O perfeccionismo da empresa significou que ela perdeu dinheiro com seus primeiros produtos – os cotovelos de Fuchiko são pintados à mão, um detalhe que a maioria das pessoas nunca notaria – mas ao longo dos anos, ela aprendeu a manter os custos baixos sem sacrificar a qualidade. Ainda assim, os brinquedos continuam a ser um trabalho de amor: o Kitan Club depende da receita de outros produtos – brinquedos licenciados de alta qualidade voltados para colecionadores adultos – para subsidiar seu negócio de cápsulas.
Keita Nishimura, o presidente-executivo de outro fabricante de gachapon, Brinquedos espirituosos, descreve o processo de projetar os brinquedos como metade arte, metade desafio de engenharia.

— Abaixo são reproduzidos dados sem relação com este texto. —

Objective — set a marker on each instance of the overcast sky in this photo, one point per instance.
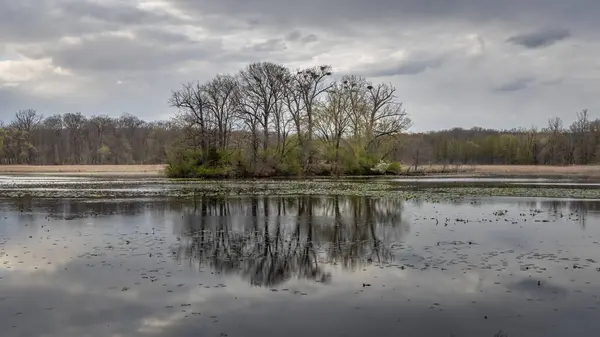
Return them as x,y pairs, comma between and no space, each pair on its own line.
461,63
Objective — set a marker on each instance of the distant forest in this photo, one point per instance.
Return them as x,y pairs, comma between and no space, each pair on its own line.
270,120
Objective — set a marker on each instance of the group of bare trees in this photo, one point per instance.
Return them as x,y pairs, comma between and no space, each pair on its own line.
73,138
275,116
553,145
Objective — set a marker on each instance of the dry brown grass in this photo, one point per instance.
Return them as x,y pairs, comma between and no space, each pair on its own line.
531,170
158,170
86,170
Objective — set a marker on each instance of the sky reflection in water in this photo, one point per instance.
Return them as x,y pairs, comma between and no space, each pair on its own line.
297,266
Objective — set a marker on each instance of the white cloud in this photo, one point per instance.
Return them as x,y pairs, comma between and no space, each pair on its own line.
486,63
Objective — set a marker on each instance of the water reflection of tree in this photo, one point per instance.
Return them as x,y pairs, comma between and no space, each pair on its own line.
271,240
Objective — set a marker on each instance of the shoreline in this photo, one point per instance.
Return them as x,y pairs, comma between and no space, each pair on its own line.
157,171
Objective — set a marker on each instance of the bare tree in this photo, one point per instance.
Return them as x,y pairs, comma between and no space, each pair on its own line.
26,120
192,103
263,86
311,84
223,99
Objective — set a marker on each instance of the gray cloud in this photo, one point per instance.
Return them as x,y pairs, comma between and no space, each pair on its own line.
410,67
106,53
515,85
539,39
39,20
123,55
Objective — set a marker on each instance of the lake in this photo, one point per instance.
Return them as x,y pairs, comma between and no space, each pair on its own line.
93,257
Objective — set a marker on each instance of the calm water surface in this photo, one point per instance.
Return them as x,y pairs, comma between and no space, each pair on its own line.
299,266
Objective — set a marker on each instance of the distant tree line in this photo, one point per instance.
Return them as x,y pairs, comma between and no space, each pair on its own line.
269,120
556,144
72,138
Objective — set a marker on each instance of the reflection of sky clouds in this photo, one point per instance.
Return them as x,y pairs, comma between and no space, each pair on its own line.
85,291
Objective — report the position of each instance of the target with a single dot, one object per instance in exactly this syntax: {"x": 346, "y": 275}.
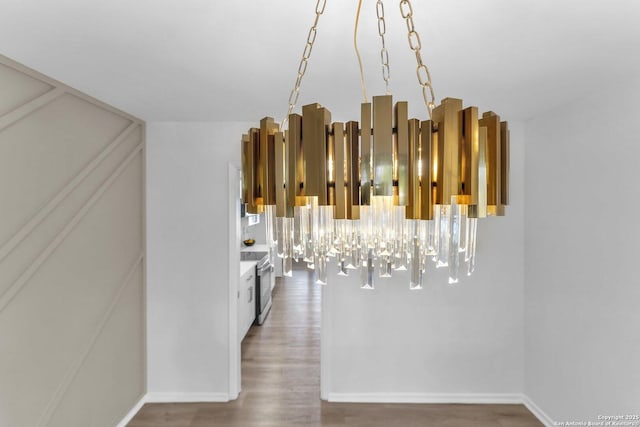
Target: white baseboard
{"x": 132, "y": 413}
{"x": 187, "y": 397}
{"x": 469, "y": 398}
{"x": 537, "y": 412}
{"x": 485, "y": 398}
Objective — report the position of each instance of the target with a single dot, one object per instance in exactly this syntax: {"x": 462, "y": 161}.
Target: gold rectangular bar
{"x": 267, "y": 129}
{"x": 401, "y": 175}
{"x": 382, "y": 146}
{"x": 469, "y": 153}
{"x": 280, "y": 191}
{"x": 247, "y": 169}
{"x": 256, "y": 206}
{"x": 366, "y": 177}
{"x": 448, "y": 170}
{"x": 479, "y": 210}
{"x": 295, "y": 160}
{"x": 271, "y": 181}
{"x": 491, "y": 122}
{"x": 331, "y": 174}
{"x": 505, "y": 147}
{"x": 315, "y": 121}
{"x": 414, "y": 169}
{"x": 340, "y": 211}
{"x": 352, "y": 171}
{"x": 426, "y": 161}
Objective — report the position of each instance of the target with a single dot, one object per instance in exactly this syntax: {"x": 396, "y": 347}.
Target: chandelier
{"x": 382, "y": 194}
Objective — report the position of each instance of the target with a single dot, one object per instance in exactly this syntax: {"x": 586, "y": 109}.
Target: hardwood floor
{"x": 281, "y": 382}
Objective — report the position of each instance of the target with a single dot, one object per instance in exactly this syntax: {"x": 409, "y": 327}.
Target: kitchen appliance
{"x": 264, "y": 270}
{"x": 263, "y": 289}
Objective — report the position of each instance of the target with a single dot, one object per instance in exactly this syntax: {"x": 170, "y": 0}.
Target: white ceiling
{"x": 200, "y": 60}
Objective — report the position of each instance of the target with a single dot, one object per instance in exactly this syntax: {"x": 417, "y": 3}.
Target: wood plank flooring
{"x": 281, "y": 382}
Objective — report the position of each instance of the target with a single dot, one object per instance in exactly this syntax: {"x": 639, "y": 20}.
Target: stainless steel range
{"x": 264, "y": 270}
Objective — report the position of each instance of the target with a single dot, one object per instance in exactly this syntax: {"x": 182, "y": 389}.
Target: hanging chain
{"x": 384, "y": 53}
{"x": 424, "y": 77}
{"x": 306, "y": 53}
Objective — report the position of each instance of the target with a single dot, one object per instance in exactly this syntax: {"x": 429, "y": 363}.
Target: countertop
{"x": 246, "y": 266}
{"x": 255, "y": 248}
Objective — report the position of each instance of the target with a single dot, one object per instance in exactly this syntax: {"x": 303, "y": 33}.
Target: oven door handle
{"x": 264, "y": 269}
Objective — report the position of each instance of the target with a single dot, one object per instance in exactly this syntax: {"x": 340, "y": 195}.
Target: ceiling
{"x": 236, "y": 60}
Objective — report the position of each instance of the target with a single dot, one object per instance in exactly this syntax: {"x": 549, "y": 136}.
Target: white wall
{"x": 582, "y": 350}
{"x": 72, "y": 337}
{"x": 442, "y": 343}
{"x": 188, "y": 273}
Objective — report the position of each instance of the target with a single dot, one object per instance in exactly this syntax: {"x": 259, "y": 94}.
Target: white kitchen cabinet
{"x": 246, "y": 301}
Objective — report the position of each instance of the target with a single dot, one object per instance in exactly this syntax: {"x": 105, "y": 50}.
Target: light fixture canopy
{"x": 387, "y": 191}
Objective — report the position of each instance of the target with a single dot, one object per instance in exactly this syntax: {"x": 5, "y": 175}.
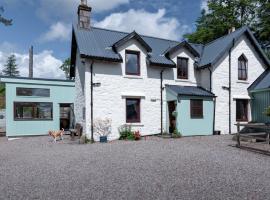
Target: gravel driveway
{"x": 187, "y": 168}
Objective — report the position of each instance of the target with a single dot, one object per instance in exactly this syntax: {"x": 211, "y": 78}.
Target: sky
{"x": 47, "y": 25}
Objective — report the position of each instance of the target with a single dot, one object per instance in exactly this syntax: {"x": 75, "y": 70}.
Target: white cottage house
{"x": 142, "y": 79}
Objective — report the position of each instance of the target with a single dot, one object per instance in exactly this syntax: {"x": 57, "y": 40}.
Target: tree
{"x": 10, "y": 68}
{"x": 222, "y": 16}
{"x": 66, "y": 67}
{"x": 3, "y": 20}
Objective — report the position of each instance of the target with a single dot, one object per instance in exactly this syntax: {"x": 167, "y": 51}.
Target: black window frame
{"x": 244, "y": 116}
{"x": 138, "y": 73}
{"x": 29, "y": 92}
{"x": 196, "y": 108}
{"x": 29, "y": 104}
{"x": 138, "y": 119}
{"x": 242, "y": 68}
{"x": 182, "y": 72}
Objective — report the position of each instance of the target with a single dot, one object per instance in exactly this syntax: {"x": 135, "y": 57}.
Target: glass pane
{"x": 133, "y": 109}
{"x": 132, "y": 63}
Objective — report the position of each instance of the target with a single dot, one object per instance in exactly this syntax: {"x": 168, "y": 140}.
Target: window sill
{"x": 135, "y": 124}
{"x": 244, "y": 82}
{"x": 132, "y": 77}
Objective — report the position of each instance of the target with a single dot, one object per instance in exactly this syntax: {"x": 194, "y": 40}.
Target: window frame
{"x": 31, "y": 89}
{"x": 192, "y": 107}
{"x": 242, "y": 70}
{"x": 247, "y": 110}
{"x": 137, "y": 120}
{"x": 178, "y": 68}
{"x": 138, "y": 53}
{"x": 31, "y": 119}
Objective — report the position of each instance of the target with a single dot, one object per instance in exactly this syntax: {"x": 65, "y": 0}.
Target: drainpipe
{"x": 230, "y": 86}
{"x": 161, "y": 102}
{"x": 92, "y": 115}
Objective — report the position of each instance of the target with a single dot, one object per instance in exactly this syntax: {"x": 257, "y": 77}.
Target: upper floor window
{"x": 38, "y": 92}
{"x": 182, "y": 68}
{"x": 242, "y": 68}
{"x": 132, "y": 62}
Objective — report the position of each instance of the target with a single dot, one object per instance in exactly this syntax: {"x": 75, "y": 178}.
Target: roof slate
{"x": 98, "y": 43}
{"x": 190, "y": 91}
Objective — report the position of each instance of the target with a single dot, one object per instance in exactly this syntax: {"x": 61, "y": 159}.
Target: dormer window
{"x": 182, "y": 68}
{"x": 242, "y": 68}
{"x": 133, "y": 63}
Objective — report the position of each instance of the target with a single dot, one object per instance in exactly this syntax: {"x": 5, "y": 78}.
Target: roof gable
{"x": 129, "y": 37}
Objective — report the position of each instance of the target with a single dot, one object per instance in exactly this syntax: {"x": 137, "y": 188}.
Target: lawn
{"x": 186, "y": 168}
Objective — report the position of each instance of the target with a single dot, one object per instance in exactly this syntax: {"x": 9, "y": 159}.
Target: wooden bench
{"x": 260, "y": 136}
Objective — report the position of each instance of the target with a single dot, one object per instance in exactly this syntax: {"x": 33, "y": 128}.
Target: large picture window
{"x": 132, "y": 63}
{"x": 133, "y": 107}
{"x": 196, "y": 108}
{"x": 33, "y": 111}
{"x": 241, "y": 110}
{"x": 242, "y": 68}
{"x": 38, "y": 92}
{"x": 182, "y": 68}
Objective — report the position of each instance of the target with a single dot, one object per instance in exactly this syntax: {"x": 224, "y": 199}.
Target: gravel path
{"x": 187, "y": 168}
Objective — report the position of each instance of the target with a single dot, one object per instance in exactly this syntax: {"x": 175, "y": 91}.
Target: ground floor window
{"x": 196, "y": 108}
{"x": 133, "y": 107}
{"x": 241, "y": 110}
{"x": 33, "y": 111}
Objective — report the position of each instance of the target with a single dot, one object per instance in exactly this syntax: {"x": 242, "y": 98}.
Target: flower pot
{"x": 103, "y": 139}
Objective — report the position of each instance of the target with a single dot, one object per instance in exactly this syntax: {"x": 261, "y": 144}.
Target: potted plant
{"x": 103, "y": 128}
{"x": 267, "y": 113}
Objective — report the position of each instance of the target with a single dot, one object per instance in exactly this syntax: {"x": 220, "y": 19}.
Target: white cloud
{"x": 64, "y": 9}
{"x": 204, "y": 5}
{"x": 58, "y": 31}
{"x": 147, "y": 23}
{"x": 45, "y": 64}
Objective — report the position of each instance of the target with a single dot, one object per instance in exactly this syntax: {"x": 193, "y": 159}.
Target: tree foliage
{"x": 10, "y": 68}
{"x": 3, "y": 20}
{"x": 221, "y": 16}
{"x": 66, "y": 67}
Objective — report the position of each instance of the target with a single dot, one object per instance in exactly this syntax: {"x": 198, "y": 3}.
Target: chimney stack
{"x": 31, "y": 62}
{"x": 84, "y": 15}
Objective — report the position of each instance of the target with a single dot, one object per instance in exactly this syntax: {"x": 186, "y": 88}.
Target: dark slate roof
{"x": 98, "y": 43}
{"x": 190, "y": 91}
{"x": 214, "y": 50}
{"x": 135, "y": 36}
{"x": 262, "y": 82}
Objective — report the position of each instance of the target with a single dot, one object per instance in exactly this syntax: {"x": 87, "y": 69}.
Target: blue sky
{"x": 46, "y": 24}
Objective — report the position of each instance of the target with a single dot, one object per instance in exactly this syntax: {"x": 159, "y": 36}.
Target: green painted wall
{"x": 190, "y": 127}
{"x": 60, "y": 92}
{"x": 260, "y": 101}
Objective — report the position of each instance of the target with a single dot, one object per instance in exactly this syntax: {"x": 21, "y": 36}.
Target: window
{"x": 33, "y": 111}
{"x": 241, "y": 110}
{"x": 196, "y": 108}
{"x": 133, "y": 110}
{"x": 38, "y": 92}
{"x": 182, "y": 68}
{"x": 242, "y": 68}
{"x": 133, "y": 63}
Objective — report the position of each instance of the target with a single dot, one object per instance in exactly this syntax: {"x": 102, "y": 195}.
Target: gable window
{"x": 242, "y": 68}
{"x": 196, "y": 108}
{"x": 241, "y": 110}
{"x": 132, "y": 62}
{"x": 182, "y": 68}
{"x": 33, "y": 111}
{"x": 133, "y": 107}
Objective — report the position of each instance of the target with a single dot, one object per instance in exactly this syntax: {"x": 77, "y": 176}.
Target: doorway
{"x": 66, "y": 116}
{"x": 172, "y": 118}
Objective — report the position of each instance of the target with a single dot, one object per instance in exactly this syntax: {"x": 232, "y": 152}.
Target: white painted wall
{"x": 221, "y": 78}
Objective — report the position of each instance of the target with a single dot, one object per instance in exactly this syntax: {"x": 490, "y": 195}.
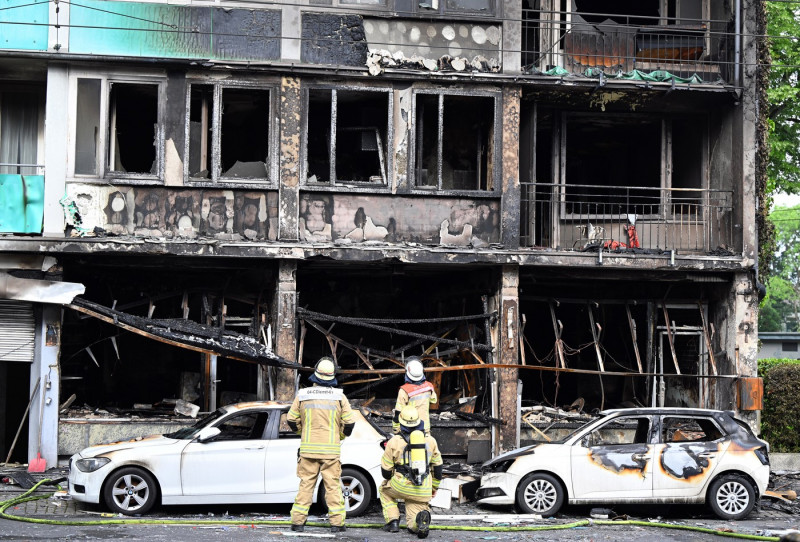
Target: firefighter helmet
{"x": 325, "y": 369}
{"x": 409, "y": 418}
{"x": 414, "y": 370}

É um haicai tridimensional definido por preço (barato o suficiente para ser vendido com lucro por algumas moedas) e tamanho (as cápsulas têm geralmente cerca de cinco centímetros de largura).
Na Toys Spirits, o foco está nos itens utilizáveis. Os sucessos recentes incluem um refrigerador de água que dispensa gotas do tamanho de formigas e uma máquina de gelo raspado que faz gelo raspado real – xarope não incluído. Em busca da máxima autenticidade, o Sr. Nishimura teve os dois brinquedos certificados como seguros para cozinha pelo órgão regulador de segurança alimentar do Japão.
Fazer grandes coisas é fácil, mas fazer pequenas é difícil, disse ele. Três anos atrás, ele deixou seu emprego na fabricação de brinquedos de última geração em uma empresa líder para seguir o desafio.
Embora o Sr. Nishimura se vista como um assalariado japonês, quando descreve seu trabalho, ele soa como Willy Wonka – cada cápsula vazia é um mundo de pura imaginação.
“Eu me esforcei muito para fazer cada um”, disse ele. “Eu simplesmente continuo tentando espremer algo maravilhoso lá, algo que te faça sonhar.”